A: Bom, não era bem isso o esperado, mas você pode começar.
T: Não fui instruído, senhor.
A: Ah, não? Que tipo de chefe manda um subalterno a casa de um estranho?
Olhar malicioso, cigarro entre os dedos.
T: Ele não é meu chefe, apenas uma luz. No caso, apenas não funcionou como eu gostaria.
Mentira, pensa.
A: Me parece bastante sádico.
T: O que exatamente queres de mim?
Respiração ofegante, coração acelerado.
A: Ainda não sei. descobriremos nos próximos minutos.
Sobrancelhas se erguem, mas não apenas elas.
T: Não sou o tipo que se prostitui.
A: Quem sabe você mude de idéia, é tudo uma questão de tempo.
Dedos percorrem a perna esquerda.
T: Vou repetir, o que queres, exatamente?
A: Vista esse par de luvas, segure a piteira, tome seu Johnny e aprecie o silêncio. Não te excita?
T: Não exatamente. Este tecido me da arrepios.
Sintético, é parte do glamour decadente, pensa.
A: Aposto que estes números em minhas mãos dão cabo a isso. Apenas obedeça. Isso.
A: Agora ouça o silêncio, feche os olhos.
Satisfação, seria esse o poder do poder?
(Silêncio quebrado pelo barulho do gelo rachando)
T: Senhor?
A: Cale-se. Tire toda roupa e mantenha-se com a luva direita.
A. acende uma vela multicolorida, também fica nu e venda os olhos de T. com a luva esquerda. Os olhos negros demonstram certo desespero, reprimido com o olhar de quem o domina.
T. mentaliza que é passageiro, quem sabe prazeroso. Sente movimentos involuntários em seu próprio corpo, que tocam com a mão enluvada de forma sutil. Lembra-se mais uma vez que escolheu a profissão pela curiosidade. Essa, por sua vez, tem um preço, cobra caro. Exige a renuncia do poder, do pudor e do pavor. Pede paciência, ponderação, perversão. Devolve dinheiro e satisfação por conhecer as fraquezas da carne.
A: Sente minha luva, os pêlos eriçados, o calor da respiração no pescoço. Não vou machucá-lo, caso colabore comigo.

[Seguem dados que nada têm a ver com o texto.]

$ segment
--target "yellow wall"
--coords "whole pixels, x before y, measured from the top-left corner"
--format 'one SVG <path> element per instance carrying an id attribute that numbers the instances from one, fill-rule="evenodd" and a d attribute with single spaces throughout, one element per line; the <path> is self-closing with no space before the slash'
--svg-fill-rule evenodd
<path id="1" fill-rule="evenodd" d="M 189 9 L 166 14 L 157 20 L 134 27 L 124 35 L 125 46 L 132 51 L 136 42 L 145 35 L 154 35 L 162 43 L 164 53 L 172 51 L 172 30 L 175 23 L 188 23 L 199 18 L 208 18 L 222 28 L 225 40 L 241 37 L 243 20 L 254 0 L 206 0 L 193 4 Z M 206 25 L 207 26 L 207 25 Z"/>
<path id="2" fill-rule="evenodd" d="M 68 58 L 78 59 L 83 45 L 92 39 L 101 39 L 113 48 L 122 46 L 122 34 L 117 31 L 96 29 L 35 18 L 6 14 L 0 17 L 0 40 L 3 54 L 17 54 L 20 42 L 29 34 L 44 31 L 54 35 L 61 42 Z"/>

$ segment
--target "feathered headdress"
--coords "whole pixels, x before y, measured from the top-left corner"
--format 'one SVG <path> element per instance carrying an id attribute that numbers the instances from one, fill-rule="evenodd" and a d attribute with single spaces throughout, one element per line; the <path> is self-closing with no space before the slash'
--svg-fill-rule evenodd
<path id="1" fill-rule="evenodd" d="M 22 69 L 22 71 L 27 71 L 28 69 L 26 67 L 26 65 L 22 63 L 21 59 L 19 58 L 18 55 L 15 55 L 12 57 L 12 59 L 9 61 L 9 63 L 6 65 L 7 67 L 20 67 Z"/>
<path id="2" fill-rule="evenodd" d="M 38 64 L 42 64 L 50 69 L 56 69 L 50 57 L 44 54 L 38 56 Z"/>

A: Deite, abra os braços e junte as pernas, em forma de cruz. Vou ser teu carrasco e teu salvador.
O ritual tem seu início. Outra luva é colocada sobre T., não exatamente na mão. A. acaricia o outro dos dedos dos pés aos cabelos, em todos os ângulos, sente-se preenchido, capaz de preencher, doar-se para assim fazer doer.
Gotas de cera caem sobre o pescoço e o abdômen do corpo ao chão, irritam a pele já avermelhada por unhas e lábios ferozes.
T: Agora, me leva àquele lugar que não me permito ir.
A: As regras são minhas, mas terei o deleite de te dar esse prazer.
As gotas se misturam: branco, vermelho, translúcido, leitoso, e o negro da tez. A água escorre sobre os corpos. não tão nus, não tão cobertos. O cheiro de lavanda e carvalho se espalha e novamente T. pensa que não poderia ser mais brega.
A. reflete. Seus padrões teatrais vêm se desgastando ao longo dos tempos. Essa era sua última dança. Seu último suspiro da prova de que está vivo após longas noites milenares.
T. levanta-se, veste o seu fardo e se despede. Jamais voltará àquele altar, não pretende ser entretenimento barato para o vazio e o silêncio.